Ainsi, l’État, c’est l’espace et la gestion du commun, de l’universel, du collectif. C’est aussi sa concentration, sa monopolisation. Marx résumait ce paradoxe de l’État par une expression fantastique, celle de la « communauté illusoire[4] ». L’État est illusoire parce qu’il n’est pas objectivement construit par la rencontre de personnes librement associées. L’État administre le commun, mais en même temps il le monopolise. C’est une relation paradoxale, matérielle et idéale, collective et monopolisée, universelle et individualisée. C’est là toute sa magie. Alors si l’État, c’est ça, il faut s’en emparer ! Il faut s’emparer de cette relation, il faut la conquérir. Mais la gauche doit comprendre qu’elle ne peut se contenter de « prendre » le pouvoir. Elle est obligée, avant, pendant et après la prise de pouvoir, de transformer ce pouvoir, de le démocratiser, de le reconstruire. Si nous nous contentons de prendre le pouvoir sans le transformer, sans construire un pouvoir social qui démocratise la prise de décisions, nous deviendrons alors une nouvelle élite. Si nous nous contentons de construire le pouvoir à l’extérieur de l’État, nous permettons aux élites de gouverner pendant encore 500 ans. Le destin d’une révolution se joue dans cette dialectique de la construction et de la prise du pouvoir, de l’ouverture et de la concentration du pouvoir.

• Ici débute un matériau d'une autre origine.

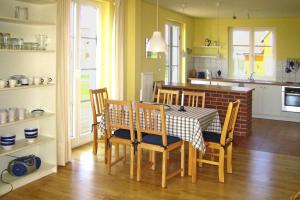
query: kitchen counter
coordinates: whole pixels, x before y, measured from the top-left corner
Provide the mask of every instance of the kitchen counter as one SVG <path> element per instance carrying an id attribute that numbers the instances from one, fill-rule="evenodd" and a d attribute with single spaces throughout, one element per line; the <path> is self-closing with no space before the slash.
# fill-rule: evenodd
<path id="1" fill-rule="evenodd" d="M 240 100 L 240 110 L 236 120 L 234 136 L 247 136 L 252 130 L 252 92 L 249 87 L 232 87 L 216 85 L 197 85 L 189 83 L 164 83 L 163 89 L 193 91 L 205 93 L 205 107 L 218 110 L 223 124 L 229 102 Z M 187 99 L 185 99 L 187 101 Z M 185 102 L 186 105 L 187 102 Z"/>
<path id="2" fill-rule="evenodd" d="M 221 91 L 221 92 L 234 92 L 234 93 L 248 93 L 254 90 L 254 88 L 250 88 L 250 87 L 201 85 L 201 84 L 190 84 L 190 83 L 164 83 L 163 87 L 190 89 L 190 90 L 201 89 L 205 91 Z"/>
<path id="3" fill-rule="evenodd" d="M 261 80 L 243 80 L 243 79 L 229 79 L 229 78 L 213 78 L 213 79 L 201 79 L 201 78 L 189 78 L 189 81 L 215 81 L 215 82 L 228 82 L 228 83 L 240 83 L 240 84 L 261 84 L 261 85 L 278 85 L 278 86 L 295 86 L 300 87 L 300 83 L 293 82 L 279 82 L 279 81 L 261 81 Z"/>

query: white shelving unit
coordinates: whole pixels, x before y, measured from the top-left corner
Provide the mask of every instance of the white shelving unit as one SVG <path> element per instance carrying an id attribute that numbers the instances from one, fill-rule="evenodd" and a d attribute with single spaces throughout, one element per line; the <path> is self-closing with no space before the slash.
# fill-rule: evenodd
<path id="1" fill-rule="evenodd" d="M 28 7 L 29 19 L 15 19 L 16 6 Z M 1 0 L 0 30 L 11 33 L 12 37 L 24 38 L 25 42 L 35 42 L 36 35 L 48 36 L 48 48 L 39 50 L 0 49 L 0 78 L 11 75 L 28 77 L 51 77 L 56 80 L 56 11 L 55 0 Z M 56 158 L 56 87 L 55 82 L 47 85 L 30 85 L 0 89 L 0 109 L 26 108 L 46 110 L 38 117 L 28 116 L 24 120 L 0 124 L 0 136 L 16 134 L 16 144 L 9 150 L 0 146 L 0 171 L 7 168 L 14 157 L 34 154 L 41 158 L 42 165 L 34 173 L 15 177 L 5 173 L 3 178 L 16 189 L 34 180 L 57 171 Z M 24 138 L 24 129 L 36 127 L 39 136 L 34 142 Z M 0 195 L 10 191 L 10 186 L 0 182 Z"/>
<path id="2" fill-rule="evenodd" d="M 193 58 L 218 58 L 219 55 L 193 54 Z"/>
<path id="3" fill-rule="evenodd" d="M 194 46 L 194 48 L 206 48 L 206 49 L 220 49 L 221 46 Z"/>

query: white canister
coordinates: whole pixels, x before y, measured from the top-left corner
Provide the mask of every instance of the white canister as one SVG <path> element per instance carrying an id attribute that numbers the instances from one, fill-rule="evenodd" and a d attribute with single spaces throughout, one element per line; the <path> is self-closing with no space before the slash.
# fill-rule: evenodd
<path id="1" fill-rule="evenodd" d="M 41 82 L 43 85 L 47 85 L 48 83 L 50 83 L 52 81 L 52 78 L 49 78 L 49 77 L 43 77 L 41 79 Z"/>
<path id="2" fill-rule="evenodd" d="M 18 108 L 18 120 L 24 120 L 26 117 L 26 109 Z"/>
<path id="3" fill-rule="evenodd" d="M 41 84 L 41 78 L 40 77 L 34 77 L 33 78 L 33 84 L 34 85 L 40 85 Z"/>
<path id="4" fill-rule="evenodd" d="M 28 85 L 32 85 L 33 84 L 33 77 L 29 77 L 28 78 Z"/>
<path id="5" fill-rule="evenodd" d="M 29 82 L 28 78 L 21 78 L 22 85 L 28 85 L 29 84 L 28 82 Z"/>
<path id="6" fill-rule="evenodd" d="M 5 88 L 7 86 L 7 80 L 0 79 L 0 88 Z"/>
<path id="7" fill-rule="evenodd" d="M 7 123 L 7 110 L 6 109 L 1 109 L 0 110 L 0 124 L 5 124 Z"/>
<path id="8" fill-rule="evenodd" d="M 14 122 L 16 120 L 16 108 L 8 109 L 8 122 Z"/>
<path id="9" fill-rule="evenodd" d="M 15 79 L 8 80 L 9 87 L 11 87 L 11 88 L 16 87 L 16 84 L 17 84 L 17 81 Z"/>

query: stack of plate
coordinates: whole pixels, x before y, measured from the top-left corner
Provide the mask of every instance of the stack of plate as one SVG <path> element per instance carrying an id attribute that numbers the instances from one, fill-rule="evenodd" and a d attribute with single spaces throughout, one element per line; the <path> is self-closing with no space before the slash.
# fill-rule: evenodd
<path id="1" fill-rule="evenodd" d="M 33 142 L 38 137 L 38 128 L 25 128 L 24 134 L 28 142 Z"/>
<path id="2" fill-rule="evenodd" d="M 16 135 L 10 133 L 2 135 L 0 142 L 3 149 L 11 149 L 16 143 Z"/>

La construction hégémonique

Il ne peut y avoir une conquête du pouvoir, ni une transformation du rapport de forces dans l’État s’il n’y a pas d’abord un changement des paramètres et des perceptions relatifs à l’organisation du monde et de la société. En Amérique du Sud, le néolibéralisme a constitué pendant près de deux décennies le paradigme dominant. La privatisation, les investissements étrangers allaient nous sauver. C’est ce que nous croyions. Et puis, nous avons vu les résultats. Ainsi, peu à peu, cette vision néolibérale du monde, qui organisait la vie quotidienne, a été rejetée par les mouvements, les intellectuels, les femmes, les étudiants. Les sociétés latino-américaines connaissent une secousse spirituelle, mentale et culturelle; parfois à cause d’une intervention militaire, parfois grâce à un mouvement collectif contre les propriétaires de l’eau ou une mobilisation contre un gouvernement qui trompait son peuple. Il s’agit d’une brisure culturelle, symbolique. Certes, cette transformation culturelle, qui a créé des identités et des prédispositions au changement, n’est pas suffisante. En réalité, la lutte continue.

Álvaro García Linera[2] est né à Cochabamba en Bolivie. Ancien guérillero avec l’Ejército Guerrillero Túpac Katari, il a rallié Evo Morales et le Movimiento al socialismo (MAS) pour devenir en 2005 le vice-président de l’État plurinational de Bolivie.


  1. Ce texte est un extrait d’une allocution de Linera lors de la Deuxième Rencontre latino-américaine progressiste, tenue à Quito en septembre 2015. Il a servi de base à la présentation de Linera lors du Forum social mondial de Montréal. Traduction par Yves Laneuville.
  2. Linera est né à Cochabamba en Bolivie. Ancien guérillero avec l’Ejército Guerrillero Túpac Katari, il a rallié Evo Morales et le Movimiento al socialismo (MAS) pour devenir en 2005 le vice-président de l’État plurinational de Bolivie.
  3. John Holloway, Changer le monde sans prendre le pouvoir. Le sens de la révolution aujourd’hui, Paris, Syllepse, Montréal, Lux, 2008.